Pero en México, esta violencia terrorista es parte de la realidad de millones de mexicanos. La atención que le presta el gobierno de la 4T a las víctimas de violencia es selectiva, como lo hemos visto en los últimos meses. Ya van más de 15 periodistas asesinados este año, asesinato de padres católicos, incremento de feminicidios, conductores en carreteras, migrantes y personas que simple y llanamente se encontraban en estados como Baja California, Guanajuato, Jalisco, Guerrero u otros donde rápidamente ha incrementado el control territorial de los criminales. No solo ha faltado indignación del presidente, sino que su táctica más reciente ante los actos de violencia en Tijuana, Ciudad Juárez, Guanajuato y otras ciudades en las últimas semanas es acusar a la oposición y los medios de comunicación de ser parte de actos de ‘publicidad’ con el crimen organizado. Otro para dañar la imagen del mismo Andrés Manuel López Obrador.
Otra lección que nos deja la investigación de los 43 normalistas de Ayotzinapa es que después de ocho años no le han podido informar a las familias del paradero de sus hijos y porqué los asesinaron. Y ahora, la única forma de proporcionar justicia es persiguiendo a los que podrían haber saboteado la investigación por negligencia o por proteger a algún actor o cómplice. Tal vez algún día las familias de los normalistas sabrán la verdad, pero la incapacidad del sistema de investigar y resolver este caso emblemático nos lleva a la pregunta existencial: ¿Podría suceder de nuevo una masacre?
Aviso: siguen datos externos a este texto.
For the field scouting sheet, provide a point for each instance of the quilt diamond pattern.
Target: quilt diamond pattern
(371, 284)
La respuesta es absolutamente sí. Hay regiones del país controlados por el crimen organizado, apoyado por los gobiernos locales y estatales, y donde la Policía Municipal es el brazo armado de los criminales. Y el gobierno federal tiene absoluto conocimiento de esta realidad, muy similar a la situación que se vivía en Iguala en 2014.
La pregunta es si, ante una situación donde la población está bajo ataque por grupos del crimen organizado, el gobierno federal saldría a defender y rescatar la población. Aun con el conocimiento de la peligrosidad de estas organizaciones y el hecho de que las Fuerzas Armadas pueden participar en materia de seguridad pública, la estrategia de abrazos y no balazos de López Obrador parecería darle prioridad a las conspiraciones y publicidad de la oposición. Y al igual que los funcionarios que habrían participado en algún sabotaje, encubrimiento o negligencia en el caso de los normalistas de Ayotzinapa de 2014, el gabinete de seguridad de López Obrador será medido con la misma vara ante la negligencia criminal de no proteger la población.